Sylvain pauses cutting the pizza when he hears her lie. Sure, he understands not wanting to admit that she’s not at her apartment, but he’s not sure why she’s claiming to be alone. He wants to listen further, but the oven beeps aggressively at him once more and he sighs, turning off the timer and then the heat itself. 

By the time he finishes that, Ingrid is rounding the corner back into the kitchen, having concluded her phone call. 

“Mmmm,” she says, “the pizza smells good.”

Sylvain hesitates. “You told her you were alone at your place,” he says. He has no reason to hide the fact that he overheard her. 

Ingrid’s smile slips. She places her phone on the countertop. “Sylvain, please, it’s just that I don’t need Dorothea butting into every part of my life. If I told her I was with someone she would have been mad because I didn’t want to go with her to visit her family for the break.”

He frowns at that. “So, you turned her down to be alone and then you came over here yesterday anyway?”

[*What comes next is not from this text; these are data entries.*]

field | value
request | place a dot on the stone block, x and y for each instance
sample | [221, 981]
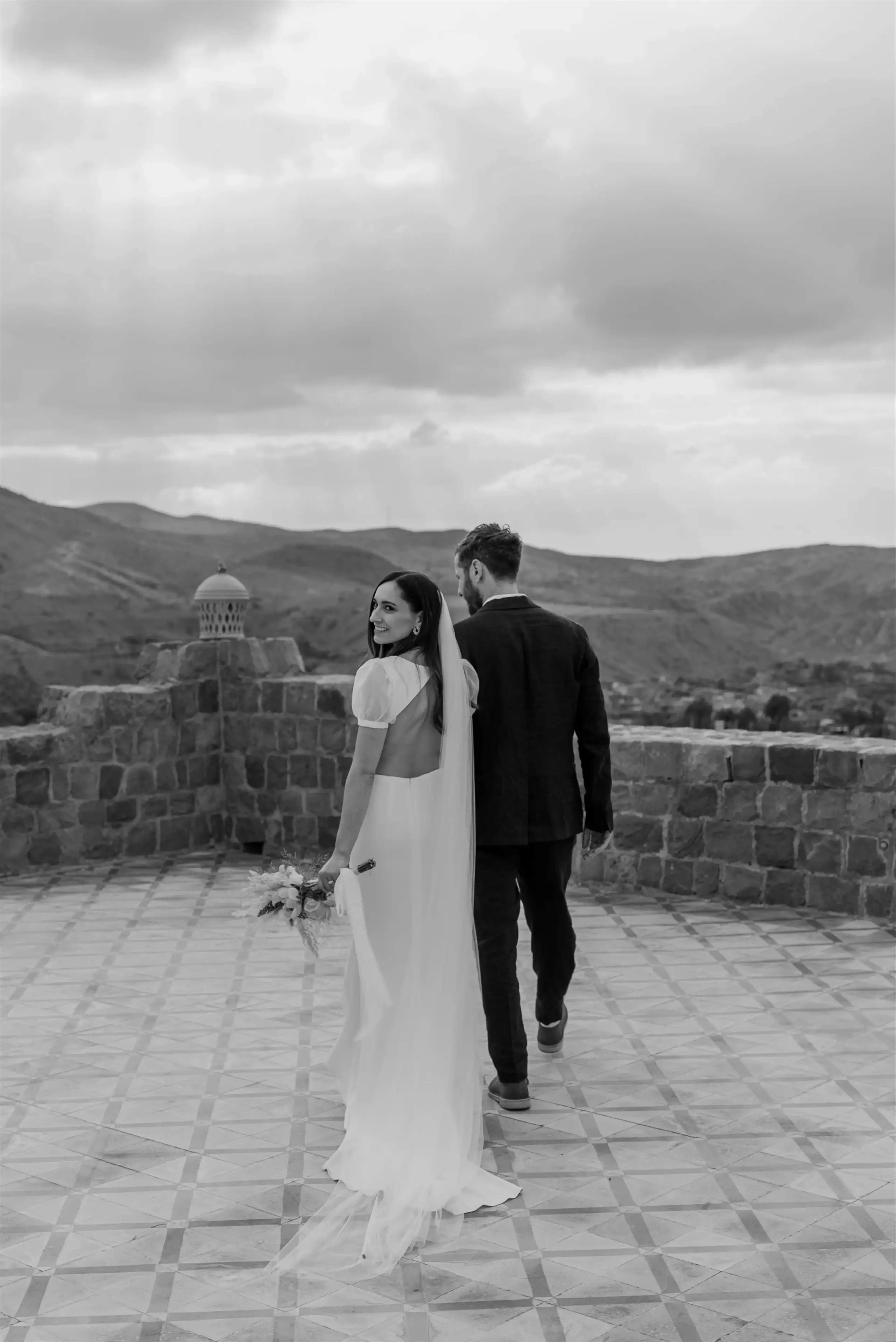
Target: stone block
[740, 802]
[827, 810]
[14, 851]
[198, 661]
[699, 800]
[101, 845]
[880, 900]
[304, 771]
[249, 830]
[650, 870]
[175, 834]
[787, 888]
[167, 740]
[332, 736]
[864, 857]
[184, 701]
[748, 763]
[125, 744]
[207, 697]
[642, 833]
[97, 745]
[211, 799]
[650, 799]
[45, 850]
[273, 697]
[278, 772]
[879, 771]
[182, 803]
[200, 833]
[872, 813]
[32, 745]
[60, 815]
[121, 813]
[742, 884]
[237, 732]
[141, 842]
[833, 894]
[262, 733]
[707, 763]
[288, 736]
[298, 698]
[33, 787]
[663, 760]
[207, 735]
[111, 778]
[821, 853]
[776, 846]
[685, 838]
[318, 803]
[241, 697]
[781, 804]
[331, 702]
[706, 880]
[678, 877]
[837, 768]
[792, 764]
[92, 815]
[188, 737]
[729, 841]
[292, 802]
[266, 803]
[140, 780]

“Dorothea’s an orphan,” Ingrid says bluntly. “She lives with her godmother and neither of them has a lot of money and I didn’t want to put any unnecessary stress on them over the holidays. Besides, I actually did intend to be alone today.”

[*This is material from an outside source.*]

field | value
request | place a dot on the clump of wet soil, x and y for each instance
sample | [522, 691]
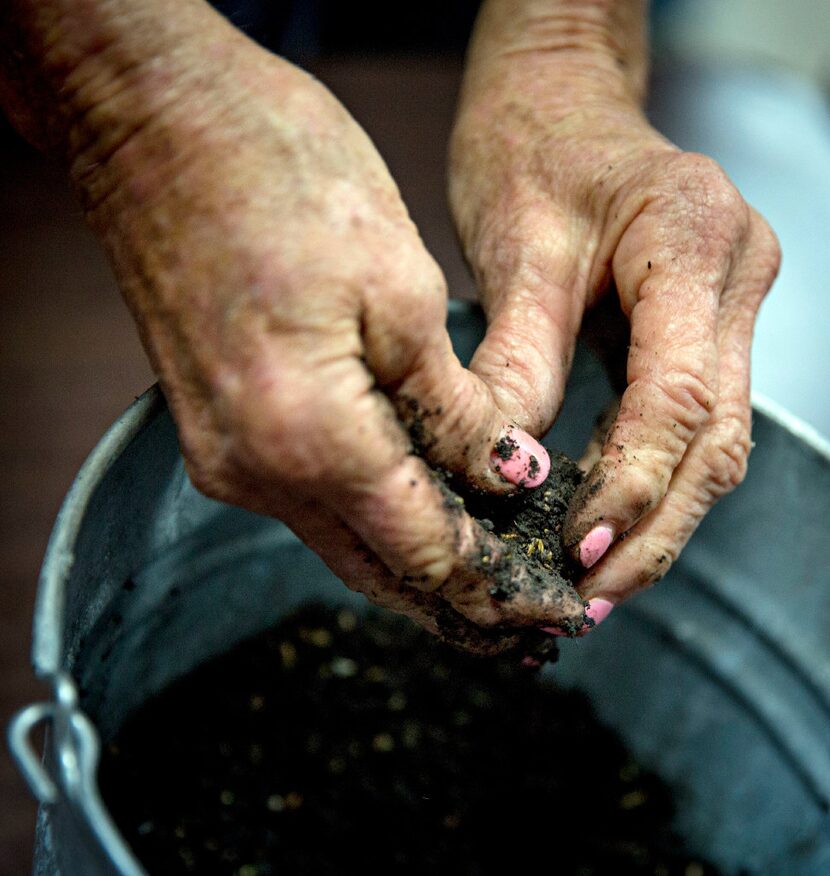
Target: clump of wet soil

She crosses the kitchen towards him, stepping into his space. Her hands curl in the waistband of his sweatpants and she lightly steps on his toes. Sylvain’s chin dips towards her before he can stop himself, but he doesn’t quite kiss her. 

It’s not like he really has room to be upset with Ingrid. They haven’t really been friends in years. They reconnected a few days ago as a fluke and he had been the one to invite her over. If she just wants him for a booty call, he can’t really complain. Still, the atmosphere in his apartment all day hasn’t really felt like a booty call. 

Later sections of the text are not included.